Al cabo de un rato, empecé a
tener hambre. No parecía haber mucha comida en la casa, así que me fui a una
tienda del barrio y llevé un montón de cosas. Un pollo precocinado, sopa de
verduras, un recipiente de ensalada de patatas, pastel de chocolate, toda clase
de cosas.
Ethel tenía un par de botellas
de vino guardadas en su dormitorio, así que entre los dos conseguimos preparar
una comida de Navidad bastante decente. Recuerdo que los dos nos pusimos un
poco alegres con el vino, y cuando terminamos de comer fuimos a sentarnos en el
cuarto de estar, donde las butacas eran más cómodas. Yo tenía que hacer pis,
así que me disculpé y fui al cuarto de baño que había en el pasillo. Fue
entonces cuando las cosas dieron otro giro. Ya era bastante disparatado que
hiciera el numerito de ser el nieto de Ethel, pero lo que hice luego fue una
verdadera locura, y nunca me he perdonado por ello.

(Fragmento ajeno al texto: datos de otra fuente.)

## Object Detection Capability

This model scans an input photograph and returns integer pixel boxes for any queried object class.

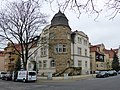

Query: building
[90,44,106,73]
[71,30,90,74]
[37,11,90,75]
[4,42,19,71]
[0,51,5,71]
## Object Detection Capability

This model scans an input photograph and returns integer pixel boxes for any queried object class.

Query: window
[85,49,87,56]
[39,61,42,68]
[43,60,47,68]
[55,44,67,53]
[41,47,47,56]
[50,60,55,67]
[28,63,32,69]
[78,60,82,67]
[29,72,36,76]
[78,47,82,55]
[85,61,87,67]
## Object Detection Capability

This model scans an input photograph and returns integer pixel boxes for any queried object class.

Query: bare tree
[46,0,102,17]
[46,0,120,19]
[105,0,120,19]
[0,0,47,69]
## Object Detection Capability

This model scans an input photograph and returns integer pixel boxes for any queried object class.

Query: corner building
[38,11,89,75]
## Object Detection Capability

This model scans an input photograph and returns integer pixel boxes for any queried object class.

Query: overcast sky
[0,0,120,49]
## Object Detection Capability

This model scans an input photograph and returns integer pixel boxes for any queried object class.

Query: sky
[0,0,120,49]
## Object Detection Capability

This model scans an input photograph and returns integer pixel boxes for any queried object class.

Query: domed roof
[51,10,69,27]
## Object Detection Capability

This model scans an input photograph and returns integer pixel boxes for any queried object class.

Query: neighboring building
[4,42,19,71]
[104,49,118,70]
[0,51,5,71]
[37,11,90,75]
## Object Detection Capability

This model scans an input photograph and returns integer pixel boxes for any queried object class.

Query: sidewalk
[37,74,95,83]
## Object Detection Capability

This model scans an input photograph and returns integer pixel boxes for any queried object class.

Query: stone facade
[49,26,72,72]
[37,11,90,75]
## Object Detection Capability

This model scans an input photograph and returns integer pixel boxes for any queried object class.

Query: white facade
[71,31,90,74]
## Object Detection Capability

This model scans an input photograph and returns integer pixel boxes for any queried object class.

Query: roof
[51,10,69,27]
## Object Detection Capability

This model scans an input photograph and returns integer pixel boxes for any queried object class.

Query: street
[0,75,120,90]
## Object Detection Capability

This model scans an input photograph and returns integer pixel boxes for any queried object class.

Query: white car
[12,70,37,82]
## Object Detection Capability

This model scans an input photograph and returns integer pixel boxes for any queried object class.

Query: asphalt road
[0,75,120,90]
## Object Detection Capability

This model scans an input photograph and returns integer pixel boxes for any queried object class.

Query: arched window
[50,60,55,67]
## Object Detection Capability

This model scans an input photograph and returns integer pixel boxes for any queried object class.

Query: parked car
[96,71,109,78]
[108,70,117,76]
[12,70,37,82]
[2,72,12,80]
[0,71,7,79]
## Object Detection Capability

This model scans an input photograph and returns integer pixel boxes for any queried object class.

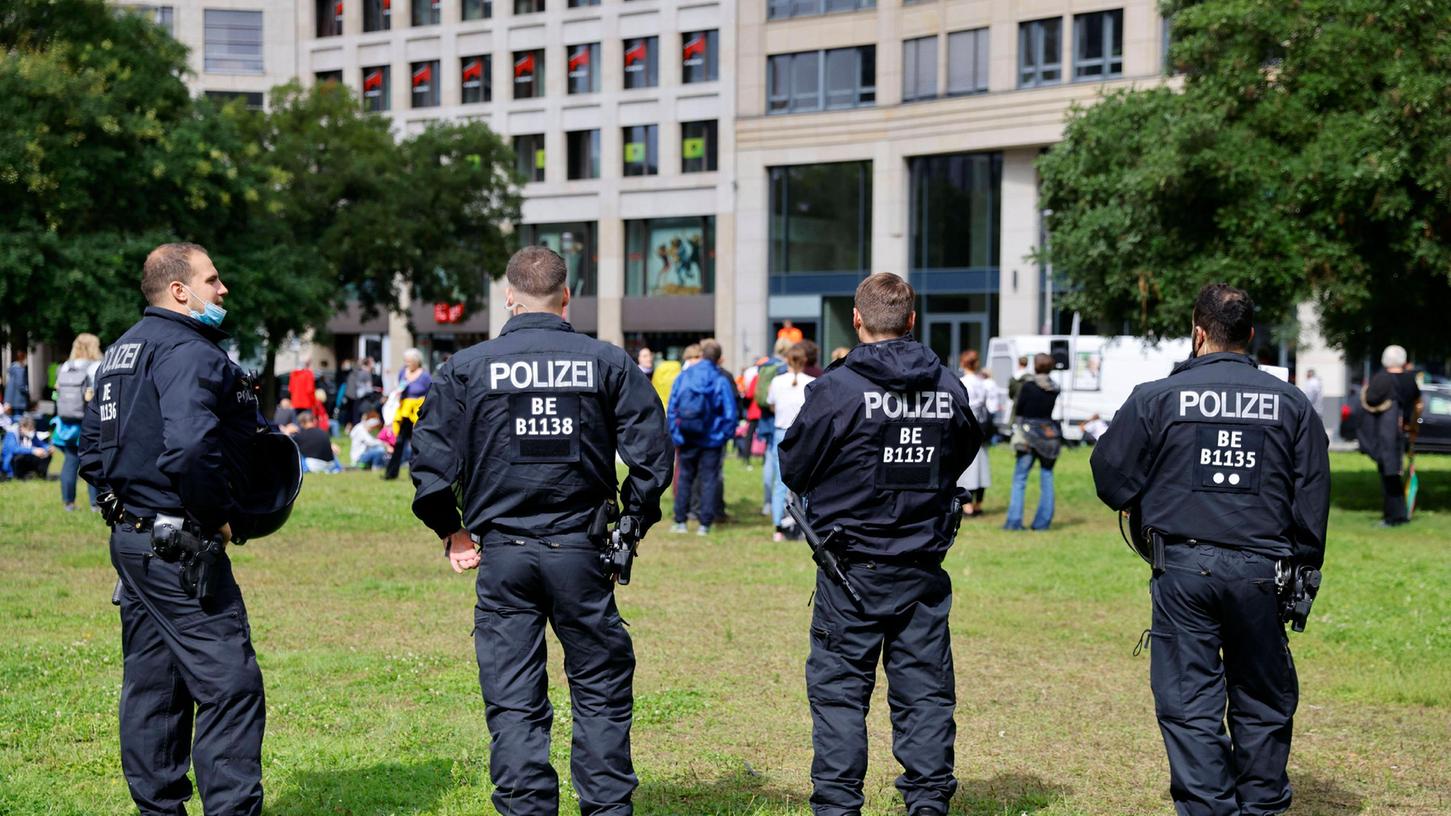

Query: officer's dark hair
[141,241,212,303]
[1194,283,1255,350]
[503,247,569,298]
[855,272,917,337]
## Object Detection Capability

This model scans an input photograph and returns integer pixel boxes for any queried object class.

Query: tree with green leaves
[1039,0,1451,356]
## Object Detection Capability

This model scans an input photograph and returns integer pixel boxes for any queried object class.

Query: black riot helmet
[234,431,302,540]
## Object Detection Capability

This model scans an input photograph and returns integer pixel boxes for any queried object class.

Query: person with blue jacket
[666,338,737,536]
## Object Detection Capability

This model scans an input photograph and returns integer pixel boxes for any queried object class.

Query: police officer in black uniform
[781,273,982,816]
[412,247,673,816]
[1093,283,1331,816]
[81,244,272,816]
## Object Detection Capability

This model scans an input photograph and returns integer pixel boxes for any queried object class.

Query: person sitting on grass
[351,411,393,470]
[292,411,342,473]
[0,417,51,479]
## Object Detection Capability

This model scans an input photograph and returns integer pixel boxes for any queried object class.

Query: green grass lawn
[0,447,1451,816]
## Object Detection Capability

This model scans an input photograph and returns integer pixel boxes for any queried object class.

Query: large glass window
[625,36,660,90]
[766,0,876,20]
[514,51,544,99]
[313,0,342,38]
[681,119,717,173]
[903,35,937,102]
[621,125,660,176]
[948,29,988,96]
[908,152,1003,272]
[766,45,876,113]
[564,42,599,93]
[564,131,599,181]
[522,221,599,298]
[363,65,392,113]
[514,134,544,181]
[363,0,393,32]
[625,215,715,298]
[1074,9,1123,80]
[409,60,438,107]
[1017,17,1064,87]
[681,30,720,84]
[203,9,263,74]
[459,54,493,105]
[769,161,872,274]
[414,0,443,26]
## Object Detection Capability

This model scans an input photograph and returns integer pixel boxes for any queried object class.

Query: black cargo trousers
[110,524,267,816]
[807,558,958,816]
[473,533,638,816]
[1149,543,1300,816]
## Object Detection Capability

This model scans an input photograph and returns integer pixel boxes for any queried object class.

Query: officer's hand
[448,527,483,575]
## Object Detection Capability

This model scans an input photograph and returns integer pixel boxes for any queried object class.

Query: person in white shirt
[958,348,992,518]
[766,343,815,542]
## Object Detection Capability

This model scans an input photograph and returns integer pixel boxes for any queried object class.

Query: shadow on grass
[1287,774,1365,816]
[948,774,1068,816]
[267,758,456,816]
[634,768,808,816]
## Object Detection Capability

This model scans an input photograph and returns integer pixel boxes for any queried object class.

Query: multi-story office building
[731,0,1165,360]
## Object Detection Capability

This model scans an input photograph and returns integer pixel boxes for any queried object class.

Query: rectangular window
[130,6,176,36]
[363,0,393,32]
[1017,17,1064,87]
[205,90,263,110]
[313,0,342,39]
[514,134,544,181]
[1074,9,1123,80]
[622,125,660,176]
[414,0,443,26]
[625,36,660,90]
[203,9,263,74]
[625,215,715,298]
[681,119,717,173]
[907,152,1003,272]
[521,221,599,298]
[514,51,544,99]
[363,65,392,113]
[681,30,720,84]
[459,54,493,105]
[903,35,937,102]
[564,131,599,181]
[766,45,876,113]
[948,29,988,96]
[409,60,440,107]
[768,161,872,276]
[564,42,599,93]
[766,0,876,20]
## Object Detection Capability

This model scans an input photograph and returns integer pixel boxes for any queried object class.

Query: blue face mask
[181,283,226,328]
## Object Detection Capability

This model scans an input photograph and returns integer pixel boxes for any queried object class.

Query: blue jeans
[59,446,96,507]
[675,444,726,527]
[1003,453,1053,530]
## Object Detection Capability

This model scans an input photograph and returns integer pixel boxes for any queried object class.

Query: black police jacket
[781,335,982,558]
[412,312,673,537]
[1091,353,1331,568]
[80,306,261,537]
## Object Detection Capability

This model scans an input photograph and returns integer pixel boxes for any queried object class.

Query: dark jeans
[1149,544,1300,816]
[675,444,726,527]
[383,420,414,479]
[473,534,638,816]
[807,562,958,816]
[110,526,267,816]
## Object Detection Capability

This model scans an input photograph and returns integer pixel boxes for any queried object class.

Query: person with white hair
[1355,346,1421,527]
[383,348,434,479]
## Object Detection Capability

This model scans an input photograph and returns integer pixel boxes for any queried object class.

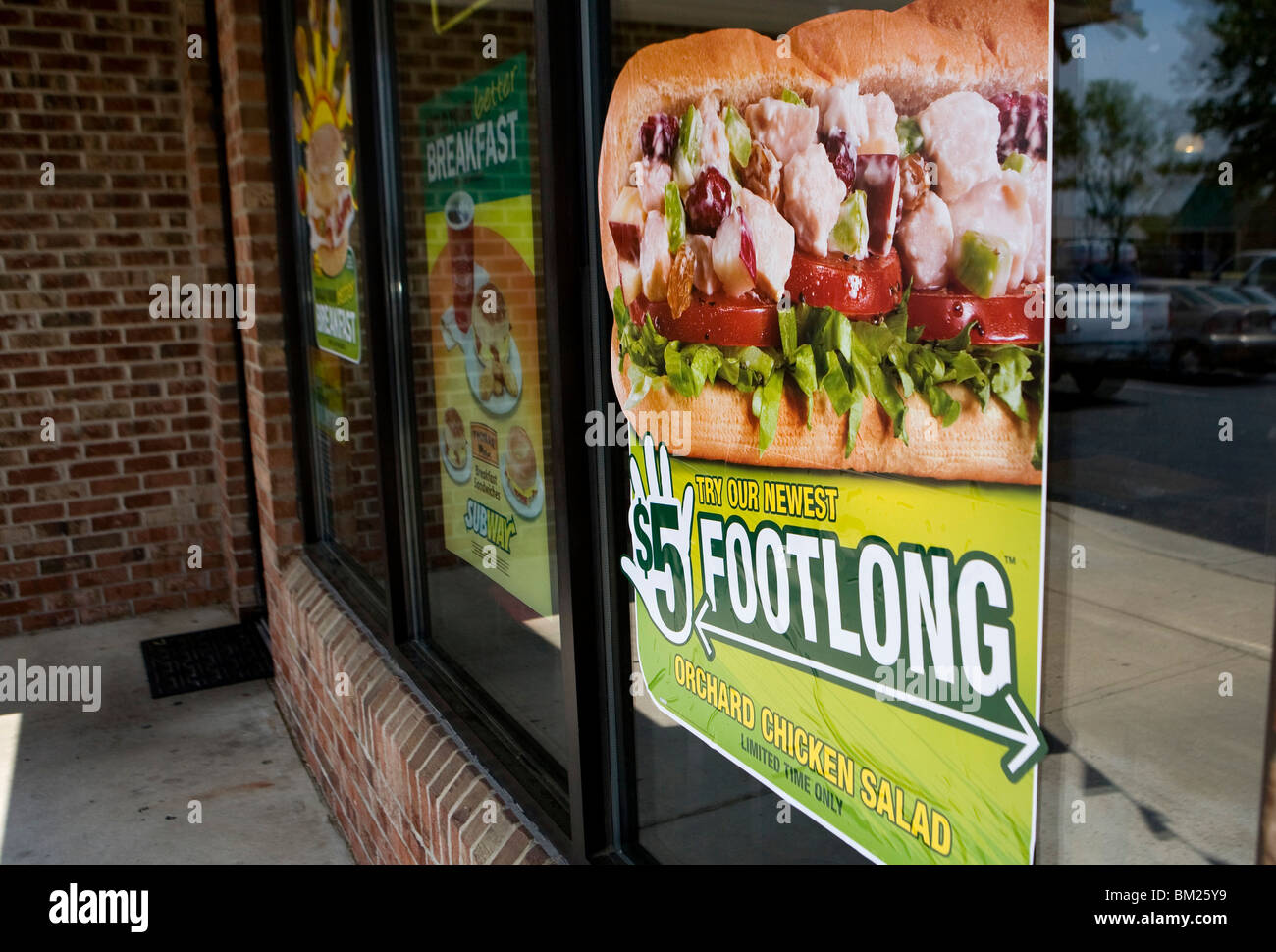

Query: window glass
[1038,0,1276,863]
[605,0,902,863]
[604,0,1276,863]
[291,0,386,585]
[393,0,571,770]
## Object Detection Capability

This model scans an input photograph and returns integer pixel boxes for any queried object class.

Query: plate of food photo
[464,281,523,416]
[439,407,473,484]
[501,426,545,521]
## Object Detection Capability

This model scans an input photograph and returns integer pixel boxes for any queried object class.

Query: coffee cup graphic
[443,191,475,333]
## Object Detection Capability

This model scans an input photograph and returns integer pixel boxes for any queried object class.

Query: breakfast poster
[599,0,1050,864]
[420,54,553,615]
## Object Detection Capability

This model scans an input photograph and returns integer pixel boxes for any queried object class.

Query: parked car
[1213,247,1276,294]
[1050,282,1170,397]
[1143,278,1276,375]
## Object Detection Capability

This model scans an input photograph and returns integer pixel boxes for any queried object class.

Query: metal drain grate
[141,625,275,698]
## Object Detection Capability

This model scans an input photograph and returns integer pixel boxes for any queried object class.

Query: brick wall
[0,0,240,634]
[271,560,560,864]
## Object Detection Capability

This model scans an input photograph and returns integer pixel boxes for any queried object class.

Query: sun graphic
[292,0,358,277]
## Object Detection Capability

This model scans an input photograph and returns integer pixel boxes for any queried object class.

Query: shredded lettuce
[612,288,1045,468]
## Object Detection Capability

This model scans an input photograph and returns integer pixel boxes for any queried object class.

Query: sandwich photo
[597,0,1050,484]
[292,3,354,277]
[505,426,541,518]
[473,281,519,400]
[443,407,469,472]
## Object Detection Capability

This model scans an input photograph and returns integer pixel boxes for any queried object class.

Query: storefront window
[290,0,386,586]
[393,0,566,770]
[264,0,1276,863]
[1040,3,1276,863]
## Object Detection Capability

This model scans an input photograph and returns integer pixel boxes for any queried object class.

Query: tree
[1075,79,1158,268]
[1192,0,1276,191]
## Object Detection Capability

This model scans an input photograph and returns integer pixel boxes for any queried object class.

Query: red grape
[989,93,1050,162]
[686,166,731,235]
[638,112,677,162]
[824,127,855,192]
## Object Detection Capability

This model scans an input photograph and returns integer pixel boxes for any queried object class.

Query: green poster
[622,437,1046,863]
[597,0,1053,864]
[311,250,362,364]
[420,54,554,615]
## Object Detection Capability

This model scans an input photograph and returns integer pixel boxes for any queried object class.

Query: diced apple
[689,235,719,294]
[608,185,643,263]
[620,258,642,301]
[714,206,761,297]
[639,212,673,301]
[740,188,795,301]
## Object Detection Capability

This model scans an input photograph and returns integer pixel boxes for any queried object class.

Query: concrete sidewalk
[0,608,353,864]
[1038,502,1276,863]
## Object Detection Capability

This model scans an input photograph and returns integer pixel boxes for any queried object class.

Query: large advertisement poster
[599,0,1050,863]
[292,0,362,362]
[420,54,553,615]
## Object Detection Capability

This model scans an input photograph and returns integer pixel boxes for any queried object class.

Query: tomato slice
[909,291,1045,344]
[786,247,903,319]
[629,291,781,347]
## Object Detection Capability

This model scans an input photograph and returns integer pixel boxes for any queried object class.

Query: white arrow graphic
[696,599,1045,779]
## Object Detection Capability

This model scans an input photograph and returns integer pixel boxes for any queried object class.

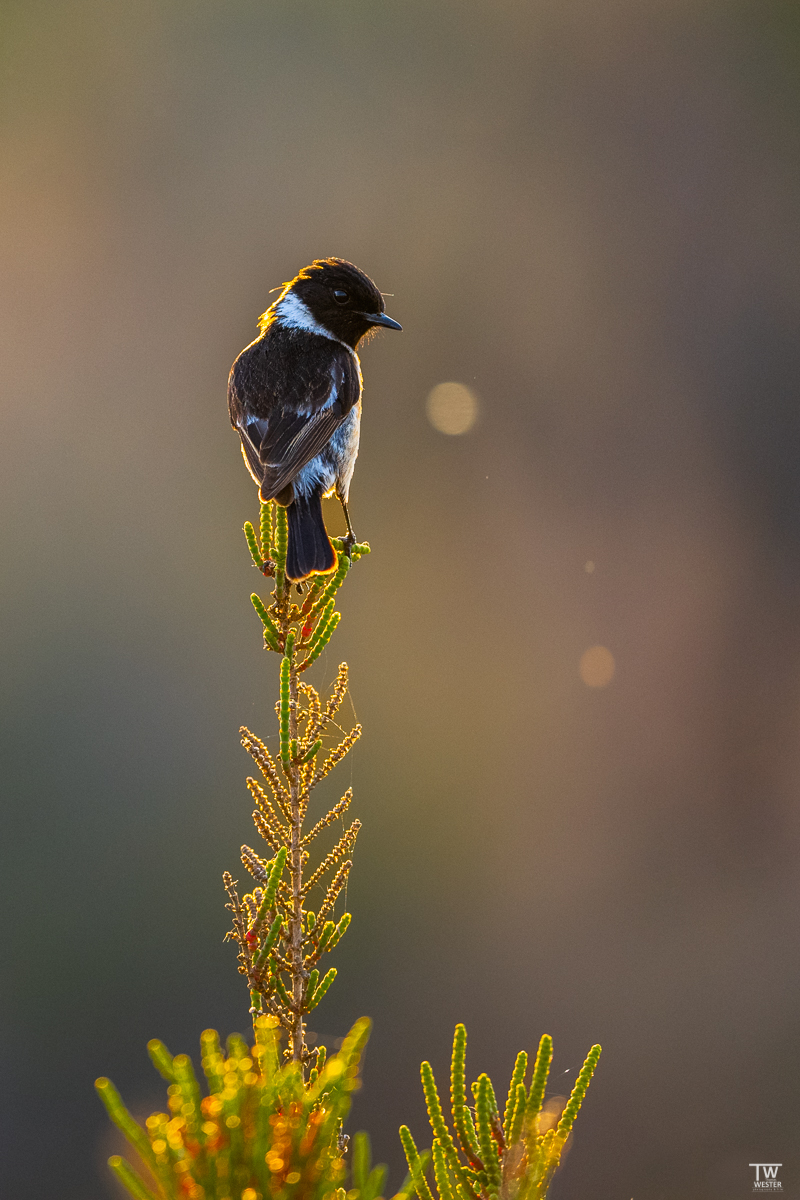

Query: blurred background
[0,0,800,1200]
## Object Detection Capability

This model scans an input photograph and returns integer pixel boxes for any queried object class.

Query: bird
[228,258,403,582]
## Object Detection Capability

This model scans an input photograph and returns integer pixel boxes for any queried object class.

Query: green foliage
[96,1016,383,1200]
[96,503,600,1200]
[224,502,369,1072]
[399,1025,600,1200]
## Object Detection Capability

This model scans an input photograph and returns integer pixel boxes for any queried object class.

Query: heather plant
[96,502,600,1200]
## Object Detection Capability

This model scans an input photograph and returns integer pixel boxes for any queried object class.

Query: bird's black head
[270,258,402,349]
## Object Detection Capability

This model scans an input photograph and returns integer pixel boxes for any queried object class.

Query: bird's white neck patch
[273,292,357,361]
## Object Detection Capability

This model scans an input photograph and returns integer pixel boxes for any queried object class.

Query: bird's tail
[287,492,336,580]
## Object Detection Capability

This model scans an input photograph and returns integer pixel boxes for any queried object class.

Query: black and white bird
[228,258,402,580]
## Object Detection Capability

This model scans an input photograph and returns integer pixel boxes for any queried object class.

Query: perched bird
[228,258,402,580]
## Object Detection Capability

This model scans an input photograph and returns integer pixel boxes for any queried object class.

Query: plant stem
[289,654,307,1062]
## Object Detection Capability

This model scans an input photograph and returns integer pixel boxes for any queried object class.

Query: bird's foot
[339,530,356,562]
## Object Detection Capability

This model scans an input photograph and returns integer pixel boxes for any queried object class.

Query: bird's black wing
[228,348,361,500]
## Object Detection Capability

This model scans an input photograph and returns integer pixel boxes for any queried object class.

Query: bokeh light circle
[426,383,477,434]
[578,646,616,688]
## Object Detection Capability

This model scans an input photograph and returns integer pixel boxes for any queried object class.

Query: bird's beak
[362,312,403,329]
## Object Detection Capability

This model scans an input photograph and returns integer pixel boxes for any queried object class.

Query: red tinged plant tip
[97,504,600,1200]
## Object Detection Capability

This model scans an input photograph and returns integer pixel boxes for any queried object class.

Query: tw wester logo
[750,1163,783,1192]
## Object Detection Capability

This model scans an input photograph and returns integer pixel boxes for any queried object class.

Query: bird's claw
[342,533,356,563]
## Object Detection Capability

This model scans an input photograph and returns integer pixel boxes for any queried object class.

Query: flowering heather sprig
[96,1017,395,1200]
[225,503,369,1078]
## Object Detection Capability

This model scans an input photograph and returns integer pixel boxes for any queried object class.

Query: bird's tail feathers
[287,492,336,580]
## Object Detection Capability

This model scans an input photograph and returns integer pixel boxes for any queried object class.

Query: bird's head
[265,258,403,349]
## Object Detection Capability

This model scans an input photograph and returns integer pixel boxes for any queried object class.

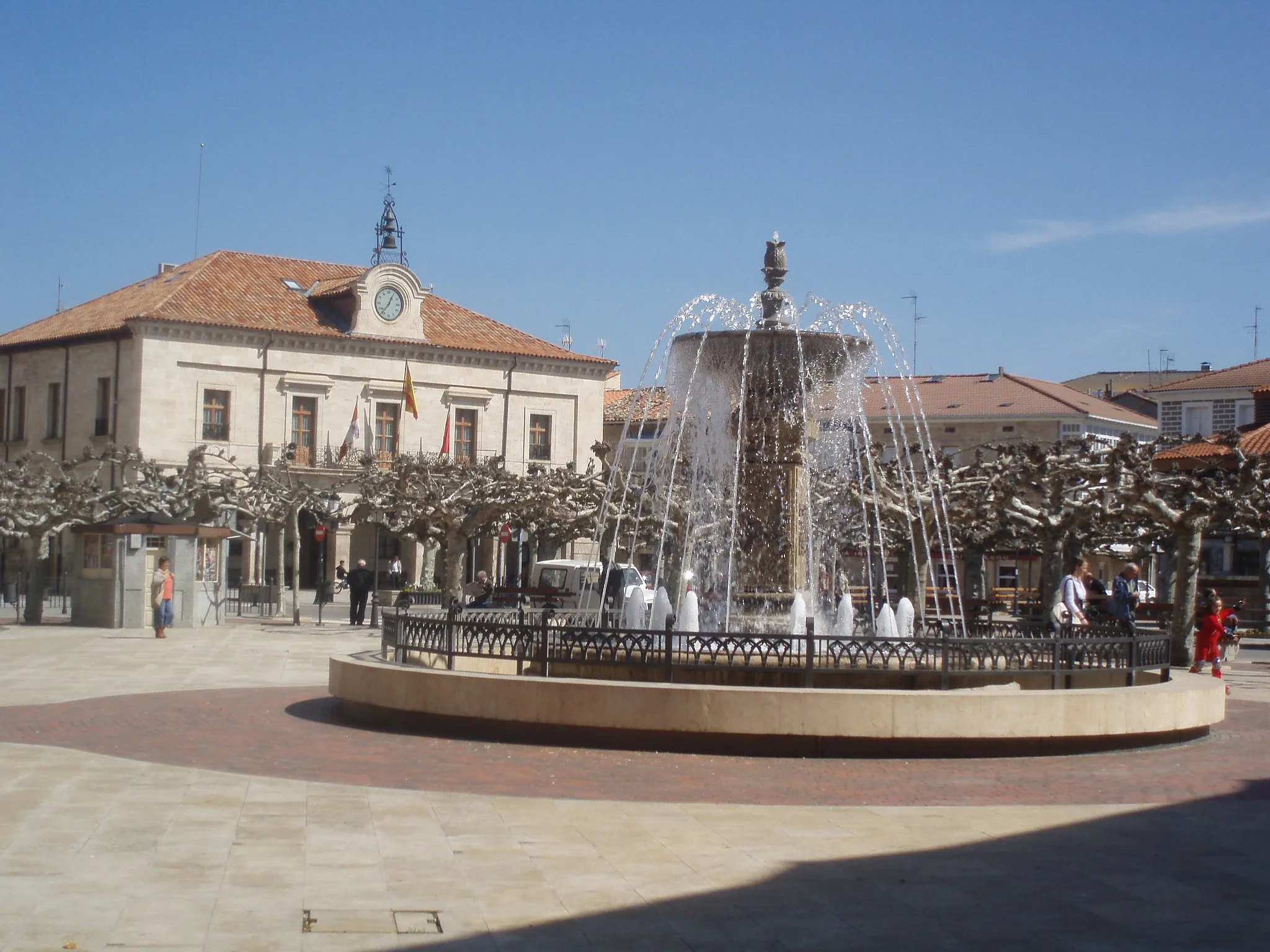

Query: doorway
[141,536,170,625]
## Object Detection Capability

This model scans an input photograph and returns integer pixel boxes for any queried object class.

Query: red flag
[401,361,419,420]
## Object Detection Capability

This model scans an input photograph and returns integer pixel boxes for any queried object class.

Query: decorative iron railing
[382,608,1170,688]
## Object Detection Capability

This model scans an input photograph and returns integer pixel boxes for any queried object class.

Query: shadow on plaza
[396,779,1270,952]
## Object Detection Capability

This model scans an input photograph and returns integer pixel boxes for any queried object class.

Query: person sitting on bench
[464,570,494,608]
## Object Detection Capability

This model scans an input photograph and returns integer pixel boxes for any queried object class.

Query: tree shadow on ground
[404,779,1270,952]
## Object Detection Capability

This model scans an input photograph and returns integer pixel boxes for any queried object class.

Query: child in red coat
[1191,589,1238,690]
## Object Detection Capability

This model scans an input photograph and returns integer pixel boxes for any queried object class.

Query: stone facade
[1160,400,1183,437]
[0,253,613,596]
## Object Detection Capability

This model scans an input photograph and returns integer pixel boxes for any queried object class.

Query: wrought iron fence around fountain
[382,608,1170,688]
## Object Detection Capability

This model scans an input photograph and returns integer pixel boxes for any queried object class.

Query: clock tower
[349,174,429,342]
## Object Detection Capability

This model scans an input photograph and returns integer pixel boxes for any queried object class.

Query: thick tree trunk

Entro en el cuarto de baño y,
apiladas contra la pared al lado de la ducha, veo un montón de seis o siete
cámaras. De treinta y cinco milímetros, completamente nuevas, aún en sus cajas,
mercancía de primera calidad. Deduzco que eso es obra del verdadero Robert, un
sitio donde almacenar botín reciente. Yo no había hecho una foto en mi vida, y
ciertamente nunca había robado nada, pero en cuanto veo esas cámaras en el
cuarto de baño, decido que quiero una para mí. Así de sencillo. Y, sin pararme
a pensarlo, me meto una de las cajas bajo el brazo y vuelvo al cuarto de estar.
No debí ausentarme más de unos
minutos, pero en ese tiempo la abuela Ethel se había quedado dormida en su
butaca. Demasiado Chianti, supongo. Entré en la cocina para fregar los platos y
ella siguió durmiendo a pesar del ruido, roncando como un bebé. No parecía
lógico molestarla, así que decidí marcharme. Ni siquiera podía escribirle una
nota de despedida, puesto que era ciega y todo eso, así que simplemente me fui.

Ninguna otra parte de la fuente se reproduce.